From Cyril's memoirs dated 17 July 2007

Glencrutchery this and Cronk-y-Voddy that has brought back vivid and frankly unsettling memories of the TT.

In 1998 I was there with Yamaha, meeting others from the industry for an annual pow-wow. A friend of mine, Paul Carlton, was racing a FireBlade in the Production TT as a privateer, so one morning after the first early practice of the week I went over to the paddock to see how he’d got on.

Well, poor old Paul was in a bit of a state. His mechanic, the only other member of his two-man team, had gone down with something tropical involving worms and orifices after an adventure holiday in Belize and would have to rest his spectacularly enlarged scrotum on a soft pillow for at least two weeks. I promised Paul I’d put the word out to see what could be done. That, as it turned out, was my mistake.

Steve ‘Deadly’ Davies came recommended via a friend of a colleague’s brother and warning bells should have rung when I sought him out at the campsite in Peel.
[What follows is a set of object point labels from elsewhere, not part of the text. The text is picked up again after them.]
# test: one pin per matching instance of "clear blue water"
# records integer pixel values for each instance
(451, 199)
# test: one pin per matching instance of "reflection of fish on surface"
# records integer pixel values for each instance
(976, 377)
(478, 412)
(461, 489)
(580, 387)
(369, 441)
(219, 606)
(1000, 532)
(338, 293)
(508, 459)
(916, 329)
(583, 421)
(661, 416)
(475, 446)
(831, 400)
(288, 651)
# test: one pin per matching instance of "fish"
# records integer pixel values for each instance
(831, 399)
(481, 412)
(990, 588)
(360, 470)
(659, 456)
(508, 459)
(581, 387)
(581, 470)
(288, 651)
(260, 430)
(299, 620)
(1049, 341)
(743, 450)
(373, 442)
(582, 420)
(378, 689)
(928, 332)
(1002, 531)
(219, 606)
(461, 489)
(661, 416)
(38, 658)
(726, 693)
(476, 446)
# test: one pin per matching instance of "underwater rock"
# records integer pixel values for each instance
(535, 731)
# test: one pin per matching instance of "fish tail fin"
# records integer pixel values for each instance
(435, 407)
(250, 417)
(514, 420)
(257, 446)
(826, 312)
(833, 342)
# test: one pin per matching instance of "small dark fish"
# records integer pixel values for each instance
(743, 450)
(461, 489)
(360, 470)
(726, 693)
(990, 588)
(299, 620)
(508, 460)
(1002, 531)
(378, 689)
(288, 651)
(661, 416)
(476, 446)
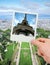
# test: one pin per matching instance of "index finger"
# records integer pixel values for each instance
(37, 43)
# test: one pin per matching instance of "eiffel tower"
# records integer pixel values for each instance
(23, 28)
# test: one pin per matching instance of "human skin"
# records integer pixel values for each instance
(43, 45)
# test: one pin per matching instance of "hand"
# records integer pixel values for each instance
(43, 45)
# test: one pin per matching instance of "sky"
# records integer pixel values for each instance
(42, 7)
(6, 16)
(19, 17)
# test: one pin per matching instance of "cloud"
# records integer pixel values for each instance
(15, 22)
(47, 4)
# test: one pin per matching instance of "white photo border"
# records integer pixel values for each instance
(24, 38)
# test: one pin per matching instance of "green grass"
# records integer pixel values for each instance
(25, 45)
(9, 53)
(25, 58)
(34, 49)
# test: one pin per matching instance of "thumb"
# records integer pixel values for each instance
(37, 43)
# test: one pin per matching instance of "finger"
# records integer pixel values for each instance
(42, 39)
(39, 53)
(37, 43)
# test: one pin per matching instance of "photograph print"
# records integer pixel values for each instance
(24, 25)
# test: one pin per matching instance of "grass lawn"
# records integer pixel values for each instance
(9, 53)
(25, 57)
(25, 45)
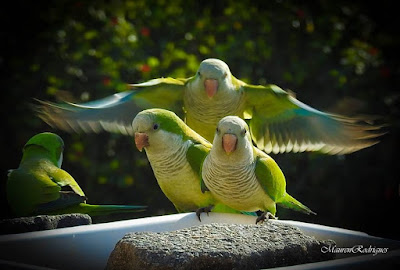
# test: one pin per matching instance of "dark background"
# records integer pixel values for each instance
(337, 56)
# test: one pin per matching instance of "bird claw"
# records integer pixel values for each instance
(265, 216)
(206, 209)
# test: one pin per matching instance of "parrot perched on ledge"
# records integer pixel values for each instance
(278, 122)
(175, 153)
(243, 177)
(39, 186)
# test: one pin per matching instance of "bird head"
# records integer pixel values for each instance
(213, 77)
(232, 139)
(155, 129)
(50, 142)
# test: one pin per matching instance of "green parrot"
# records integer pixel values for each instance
(176, 153)
(40, 186)
(243, 177)
(278, 121)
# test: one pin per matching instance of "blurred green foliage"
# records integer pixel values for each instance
(338, 56)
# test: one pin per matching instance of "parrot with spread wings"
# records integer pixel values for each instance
(278, 121)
His tent was draped with an army camouflage net and a crudely home-made flag fluttered above it bearing the barely legible words scrawled in marker pen, “Swift and Bald”. It later transpired that it was actually “Swift and Bold”, not his favourite two washing powders but the motto of the Royal Green Jackets, of which he claimed to be a former member. I tapped on the ridge pole and out stumbled a ginger-haired man dressed in a tartan dressing gown and huge slippers shaped like penguins. He clearly had no shame, something that would become apparent as the week wore on.
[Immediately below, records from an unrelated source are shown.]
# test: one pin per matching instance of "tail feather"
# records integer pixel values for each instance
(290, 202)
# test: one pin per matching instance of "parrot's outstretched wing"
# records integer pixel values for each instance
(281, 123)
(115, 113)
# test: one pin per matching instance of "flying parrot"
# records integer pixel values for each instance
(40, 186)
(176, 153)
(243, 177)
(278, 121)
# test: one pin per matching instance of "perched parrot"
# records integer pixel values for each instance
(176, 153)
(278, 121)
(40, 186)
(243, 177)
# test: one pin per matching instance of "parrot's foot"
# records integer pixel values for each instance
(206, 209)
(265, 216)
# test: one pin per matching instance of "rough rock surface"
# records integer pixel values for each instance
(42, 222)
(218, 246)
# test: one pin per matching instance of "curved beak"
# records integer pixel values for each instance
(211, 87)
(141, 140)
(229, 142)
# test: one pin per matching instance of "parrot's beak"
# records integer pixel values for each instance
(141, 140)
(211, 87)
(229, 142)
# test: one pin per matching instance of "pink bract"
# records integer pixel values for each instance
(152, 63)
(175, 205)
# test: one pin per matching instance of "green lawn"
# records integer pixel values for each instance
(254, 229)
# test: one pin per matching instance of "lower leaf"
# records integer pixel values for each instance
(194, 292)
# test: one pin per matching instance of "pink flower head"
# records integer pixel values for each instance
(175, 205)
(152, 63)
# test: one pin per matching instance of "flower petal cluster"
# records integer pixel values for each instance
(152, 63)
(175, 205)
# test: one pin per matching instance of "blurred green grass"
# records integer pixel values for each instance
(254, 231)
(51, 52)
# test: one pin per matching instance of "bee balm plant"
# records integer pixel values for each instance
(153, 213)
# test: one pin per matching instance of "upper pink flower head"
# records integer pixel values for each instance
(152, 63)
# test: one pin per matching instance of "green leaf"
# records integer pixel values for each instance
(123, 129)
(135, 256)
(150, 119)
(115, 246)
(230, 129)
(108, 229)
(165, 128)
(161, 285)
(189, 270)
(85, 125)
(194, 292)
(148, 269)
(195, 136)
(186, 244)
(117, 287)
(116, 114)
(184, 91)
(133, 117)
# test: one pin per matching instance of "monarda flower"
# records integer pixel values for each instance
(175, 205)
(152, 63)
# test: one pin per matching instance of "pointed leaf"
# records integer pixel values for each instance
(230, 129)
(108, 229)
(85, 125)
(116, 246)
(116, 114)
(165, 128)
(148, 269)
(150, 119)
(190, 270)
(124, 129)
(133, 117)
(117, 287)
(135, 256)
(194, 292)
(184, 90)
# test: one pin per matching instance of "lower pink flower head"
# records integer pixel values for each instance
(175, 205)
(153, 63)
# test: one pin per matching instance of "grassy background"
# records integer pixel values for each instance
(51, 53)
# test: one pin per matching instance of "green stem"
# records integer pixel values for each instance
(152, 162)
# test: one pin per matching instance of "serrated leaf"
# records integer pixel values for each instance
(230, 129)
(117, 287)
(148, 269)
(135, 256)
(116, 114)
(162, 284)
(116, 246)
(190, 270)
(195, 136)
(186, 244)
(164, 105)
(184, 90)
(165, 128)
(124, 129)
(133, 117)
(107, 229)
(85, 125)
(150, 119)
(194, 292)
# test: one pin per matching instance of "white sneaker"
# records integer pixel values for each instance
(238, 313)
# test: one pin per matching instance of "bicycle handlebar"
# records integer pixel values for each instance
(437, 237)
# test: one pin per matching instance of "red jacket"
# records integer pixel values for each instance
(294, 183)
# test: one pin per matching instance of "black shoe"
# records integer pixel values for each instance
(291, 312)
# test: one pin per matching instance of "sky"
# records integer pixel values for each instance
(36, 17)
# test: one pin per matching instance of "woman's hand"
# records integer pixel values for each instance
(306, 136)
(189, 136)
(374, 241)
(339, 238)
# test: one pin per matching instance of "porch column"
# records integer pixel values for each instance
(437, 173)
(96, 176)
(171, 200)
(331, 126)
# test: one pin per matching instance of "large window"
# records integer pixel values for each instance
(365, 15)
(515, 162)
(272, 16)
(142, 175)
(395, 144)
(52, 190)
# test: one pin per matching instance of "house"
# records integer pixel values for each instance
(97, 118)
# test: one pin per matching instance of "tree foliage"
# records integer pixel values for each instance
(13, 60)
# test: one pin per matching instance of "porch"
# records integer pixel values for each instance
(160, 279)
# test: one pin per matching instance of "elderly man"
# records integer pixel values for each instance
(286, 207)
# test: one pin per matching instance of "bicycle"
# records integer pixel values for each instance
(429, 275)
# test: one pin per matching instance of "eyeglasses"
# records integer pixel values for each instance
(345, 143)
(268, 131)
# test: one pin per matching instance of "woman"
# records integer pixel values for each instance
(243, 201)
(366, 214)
I left him to get dressed and when I returned to ride together to Douglas so Steve could meet Paul, he was dressed in garish full leathers made up of a patchwork of colours, making him look like a cross between a jester and a bean bag. But next to him stood a beautiful and elegant woman who, inexplicably, turned out to be his wife, Sacha (affectionately known as Basha, for reasons unrepeatable here). I was with my own lovely young wife, Francesca. We’d been married for just nine months and were virtually inseparable (literally so at one point, but that was a rare spasm and eventually solved with a squirt of Swarfega and a lollipop stick) and it was soon obvious that Sacha and Francesca got on like a house on fire. If only I’d found Steve ‘Deadly’ Davies as likeable. I recall sitting on our Yamaha R1 watching Steve go through a bizarre, tai-chi-style stretching routine, complete with muted squawks, before getting on his 600 Bandit. ‘He’s very keen on Jackie Chan,’ Sacha said, rolling her eyes.

As weird as Steve was, Paul was desperate for a spannerman and Steve talked the talk, so the problem seemed solved. However, I called by a couple of days later and things weren’t going well.
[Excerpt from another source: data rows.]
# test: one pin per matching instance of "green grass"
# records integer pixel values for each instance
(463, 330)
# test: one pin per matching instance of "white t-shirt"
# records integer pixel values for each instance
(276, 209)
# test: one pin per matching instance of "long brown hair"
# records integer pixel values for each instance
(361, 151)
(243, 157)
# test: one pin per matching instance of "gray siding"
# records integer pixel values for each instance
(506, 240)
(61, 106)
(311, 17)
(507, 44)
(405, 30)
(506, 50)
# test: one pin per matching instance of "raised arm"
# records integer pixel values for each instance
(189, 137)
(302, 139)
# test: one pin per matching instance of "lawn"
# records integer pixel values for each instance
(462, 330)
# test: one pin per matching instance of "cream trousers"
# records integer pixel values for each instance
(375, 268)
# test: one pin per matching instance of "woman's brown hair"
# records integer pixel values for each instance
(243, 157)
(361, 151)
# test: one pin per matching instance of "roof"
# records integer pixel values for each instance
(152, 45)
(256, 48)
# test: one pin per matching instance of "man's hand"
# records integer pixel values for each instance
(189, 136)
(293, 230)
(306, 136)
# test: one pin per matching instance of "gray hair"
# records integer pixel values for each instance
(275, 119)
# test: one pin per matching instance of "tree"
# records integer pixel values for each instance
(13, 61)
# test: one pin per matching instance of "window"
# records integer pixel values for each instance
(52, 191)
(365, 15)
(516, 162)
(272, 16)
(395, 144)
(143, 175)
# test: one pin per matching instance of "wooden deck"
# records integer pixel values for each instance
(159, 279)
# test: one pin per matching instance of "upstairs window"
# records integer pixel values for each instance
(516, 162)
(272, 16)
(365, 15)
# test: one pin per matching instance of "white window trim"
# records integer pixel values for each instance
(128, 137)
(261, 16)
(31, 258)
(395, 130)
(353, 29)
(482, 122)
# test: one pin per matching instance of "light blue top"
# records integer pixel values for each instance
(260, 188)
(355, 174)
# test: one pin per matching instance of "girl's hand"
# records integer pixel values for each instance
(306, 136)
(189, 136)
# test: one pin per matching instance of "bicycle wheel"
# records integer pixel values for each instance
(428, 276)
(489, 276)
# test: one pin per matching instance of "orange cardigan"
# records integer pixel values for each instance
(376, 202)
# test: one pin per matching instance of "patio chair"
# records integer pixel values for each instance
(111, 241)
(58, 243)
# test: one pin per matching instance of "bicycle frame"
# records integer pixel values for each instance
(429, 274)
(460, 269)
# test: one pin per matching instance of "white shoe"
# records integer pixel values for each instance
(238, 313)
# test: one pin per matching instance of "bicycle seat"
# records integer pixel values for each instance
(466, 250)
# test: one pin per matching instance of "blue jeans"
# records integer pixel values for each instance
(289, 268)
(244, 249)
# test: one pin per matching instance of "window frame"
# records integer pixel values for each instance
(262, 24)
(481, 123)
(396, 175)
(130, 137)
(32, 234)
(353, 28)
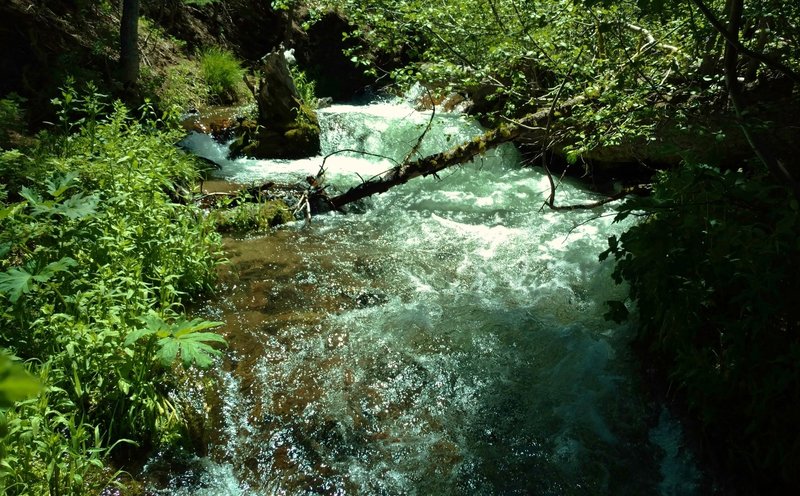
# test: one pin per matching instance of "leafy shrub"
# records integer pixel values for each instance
(222, 73)
(714, 268)
(97, 258)
(12, 118)
(307, 89)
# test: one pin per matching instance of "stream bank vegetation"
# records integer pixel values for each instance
(706, 91)
(98, 256)
(100, 249)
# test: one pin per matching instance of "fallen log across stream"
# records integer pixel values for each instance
(535, 127)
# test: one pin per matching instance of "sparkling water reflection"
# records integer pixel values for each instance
(450, 340)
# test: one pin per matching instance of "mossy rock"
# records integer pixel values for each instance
(252, 216)
(296, 141)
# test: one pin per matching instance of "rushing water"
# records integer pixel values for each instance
(448, 340)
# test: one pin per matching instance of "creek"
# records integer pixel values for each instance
(449, 339)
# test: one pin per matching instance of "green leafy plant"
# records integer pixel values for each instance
(714, 270)
(101, 236)
(223, 74)
(182, 338)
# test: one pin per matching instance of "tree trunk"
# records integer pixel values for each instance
(129, 43)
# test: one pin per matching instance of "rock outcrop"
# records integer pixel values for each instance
(286, 128)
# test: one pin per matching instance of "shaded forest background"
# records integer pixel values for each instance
(692, 105)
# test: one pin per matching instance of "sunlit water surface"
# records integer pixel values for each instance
(449, 340)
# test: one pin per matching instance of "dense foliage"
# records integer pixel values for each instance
(96, 261)
(713, 263)
(641, 65)
(714, 269)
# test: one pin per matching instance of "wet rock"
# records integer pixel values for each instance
(285, 128)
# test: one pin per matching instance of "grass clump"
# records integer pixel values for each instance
(222, 73)
(251, 216)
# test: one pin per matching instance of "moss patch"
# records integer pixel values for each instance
(252, 216)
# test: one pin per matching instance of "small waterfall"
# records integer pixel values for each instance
(449, 340)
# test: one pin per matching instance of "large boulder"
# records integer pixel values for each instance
(285, 128)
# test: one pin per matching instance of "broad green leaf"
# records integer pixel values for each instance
(54, 268)
(78, 206)
(169, 350)
(58, 186)
(137, 334)
(16, 384)
(32, 196)
(15, 282)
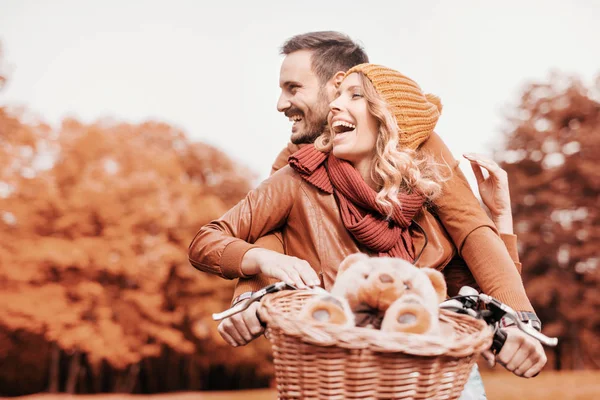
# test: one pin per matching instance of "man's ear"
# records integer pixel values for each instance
(438, 282)
(338, 78)
(351, 260)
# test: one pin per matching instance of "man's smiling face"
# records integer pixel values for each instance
(303, 98)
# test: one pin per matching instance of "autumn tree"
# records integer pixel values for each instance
(552, 162)
(96, 291)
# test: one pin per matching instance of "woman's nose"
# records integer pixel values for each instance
(334, 106)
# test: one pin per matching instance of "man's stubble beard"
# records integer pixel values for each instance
(315, 123)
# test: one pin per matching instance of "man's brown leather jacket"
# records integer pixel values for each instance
(311, 229)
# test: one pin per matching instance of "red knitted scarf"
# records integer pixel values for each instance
(361, 214)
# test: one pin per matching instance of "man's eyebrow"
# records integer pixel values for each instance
(290, 83)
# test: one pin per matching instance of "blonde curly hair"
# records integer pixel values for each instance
(394, 169)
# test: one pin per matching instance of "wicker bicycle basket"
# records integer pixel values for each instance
(324, 361)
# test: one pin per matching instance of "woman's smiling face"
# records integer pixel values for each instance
(354, 129)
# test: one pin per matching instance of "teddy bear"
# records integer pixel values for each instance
(383, 293)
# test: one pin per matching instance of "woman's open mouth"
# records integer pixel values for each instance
(341, 129)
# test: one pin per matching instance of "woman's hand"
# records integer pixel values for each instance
(288, 269)
(494, 190)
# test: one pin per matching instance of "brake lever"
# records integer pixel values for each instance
(244, 304)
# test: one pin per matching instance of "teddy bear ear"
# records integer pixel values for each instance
(351, 260)
(438, 282)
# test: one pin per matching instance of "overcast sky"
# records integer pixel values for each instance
(211, 68)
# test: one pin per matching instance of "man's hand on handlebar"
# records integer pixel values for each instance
(242, 328)
(521, 354)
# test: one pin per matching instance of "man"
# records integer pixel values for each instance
(314, 64)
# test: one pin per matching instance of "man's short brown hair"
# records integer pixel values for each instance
(332, 52)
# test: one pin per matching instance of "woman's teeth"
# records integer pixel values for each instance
(342, 126)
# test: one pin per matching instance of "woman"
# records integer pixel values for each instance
(368, 185)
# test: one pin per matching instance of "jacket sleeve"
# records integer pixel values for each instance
(475, 235)
(510, 241)
(219, 247)
(272, 241)
(457, 273)
(492, 267)
(457, 207)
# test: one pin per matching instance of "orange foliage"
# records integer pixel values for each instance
(96, 292)
(552, 165)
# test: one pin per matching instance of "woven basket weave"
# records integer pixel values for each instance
(324, 361)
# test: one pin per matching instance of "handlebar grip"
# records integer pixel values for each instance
(499, 340)
(262, 323)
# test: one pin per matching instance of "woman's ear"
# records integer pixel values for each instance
(351, 260)
(438, 282)
(338, 78)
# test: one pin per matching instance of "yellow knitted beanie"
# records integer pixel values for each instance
(416, 113)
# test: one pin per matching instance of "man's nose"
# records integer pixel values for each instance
(283, 103)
‘Cyril,’ said Paul, pink-rimmed eyes struggling to focus with sheer fatigue, ‘the bloke’s a nutter. For a start, he precedes everything he does with ridiculous martial arts moves, complete with sound effects, so everything takes forever, and this is despite constantly saying, ‘crack on’, which is something I’ve yet to see him actually do. When he does get to work he’s not bad, but the bloke’s living in a dream world. He whispered to me yesterday that he’s actually on the Island on secret army manoeuvres and might get called away at any moment. It’s patently bollocks, Cyril. I mean, this is the man who claims with all sincerity that his red hair is down to a Welsh ancestor having been raped by a fox. He hates the things with a passion.’

Things came to a head on race Thursday when Steve was caught in the paddock toilets sodomising a Basil Brush soft toy, insomuch as that's possible at all. As the police led him away in cuffs he pleaded that he was actually a copper himself (that did turn out to be true) and that he’d been ‘teaching that bastard fox a lesson’, a defence which later failed to convince the magistrates.